Toute dévouée à l'âpre escalade de sa réussite, elle n'avait pas beaucoup de temps pour s'occuper de moi, et moins encore de mon éveil.
Aussi, remettait-elle souvent ce genre de corvées entre les mains de tata Momo. Se rappelant parfois à mon bon souvenir, elle jetait un rapide coup d’œil attendri dans ma direction, puis interpellait son amie sans lâcher des yeux son pied-de-biche : « Momo, tu peux l'emmener aux cabinets, s'il te plaît ! », « Momo, tu peux l'emmener faire un tour de manège, je te revaudrai ça ! »« Il commence à bailler, tu peux l'emmener faire la sieste, s'il te plaît ! »,
N'ayant pas encore trouvé son « Néné aux yeux bleus », tata Momo était toujours sans enfant. Je lui servais donc un peu de fils. Et en contrepartie, elle m'offrait tous les trésors de sa tendresse, de sa drôlerie, de sa fantaisie à revendre.

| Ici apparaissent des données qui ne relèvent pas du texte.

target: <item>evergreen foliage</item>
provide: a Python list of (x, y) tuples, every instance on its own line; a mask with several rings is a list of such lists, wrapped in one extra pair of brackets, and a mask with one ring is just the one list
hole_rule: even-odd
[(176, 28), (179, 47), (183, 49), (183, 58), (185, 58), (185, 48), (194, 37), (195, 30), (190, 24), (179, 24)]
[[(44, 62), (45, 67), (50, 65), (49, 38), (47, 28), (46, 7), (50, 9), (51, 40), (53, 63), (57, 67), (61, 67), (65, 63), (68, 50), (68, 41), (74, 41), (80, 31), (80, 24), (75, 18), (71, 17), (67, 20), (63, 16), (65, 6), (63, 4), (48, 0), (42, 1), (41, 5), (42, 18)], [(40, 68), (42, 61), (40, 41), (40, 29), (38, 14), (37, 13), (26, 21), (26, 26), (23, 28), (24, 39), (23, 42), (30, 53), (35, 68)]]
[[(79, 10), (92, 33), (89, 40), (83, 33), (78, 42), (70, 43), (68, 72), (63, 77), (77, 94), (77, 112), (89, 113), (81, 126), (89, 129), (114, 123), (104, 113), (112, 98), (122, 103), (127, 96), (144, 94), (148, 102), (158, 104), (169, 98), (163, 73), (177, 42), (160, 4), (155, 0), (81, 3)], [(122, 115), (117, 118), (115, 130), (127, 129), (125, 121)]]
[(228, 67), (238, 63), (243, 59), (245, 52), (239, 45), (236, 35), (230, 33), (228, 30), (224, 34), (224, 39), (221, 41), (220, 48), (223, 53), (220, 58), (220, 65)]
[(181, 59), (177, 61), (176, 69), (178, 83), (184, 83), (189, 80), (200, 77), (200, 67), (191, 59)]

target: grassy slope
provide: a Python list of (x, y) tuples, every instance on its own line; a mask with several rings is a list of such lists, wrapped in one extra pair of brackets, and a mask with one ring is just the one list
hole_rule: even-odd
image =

Cela ne me dérangeait pas du tout de partir faire la sieste avec elle dans sa chambrette de bohémienne. En fait, j'adorais ça. Elle me déshabillait et se déshabillait ensuite, ne gardant juste que sa culotte. Puis, elle recouvrait nos têtes avec le drap. Je ne me souviens plus trop si je me collais à elle, ou si elle se collait à moi. Mais je me souviens de son odeur. Entre ses gros seins blancs, il y avait un parfum de rose et de sucre mêlés. Des fois, elle me laissait enfouir mon visage à l'intérieur de ses moelleux velours. J'avais un sein sur chaque oreille et mon nez dans le creux. C'était tiède. C'était délicieux. Comme deux gros flans au sortir du four.
Lorsqu'elle commençait à fermer les yeux, moi j'ouvrais timidement les miens. Prenant une voix enjouée, elle me disait alors :
- Je sais que tu ne dors pas.
- Si, je dors ! mentais-je en refermant soudain mes paupières.
- Non, tu me regardais !
- Comment tu sais ? Tu as les yeux fermés.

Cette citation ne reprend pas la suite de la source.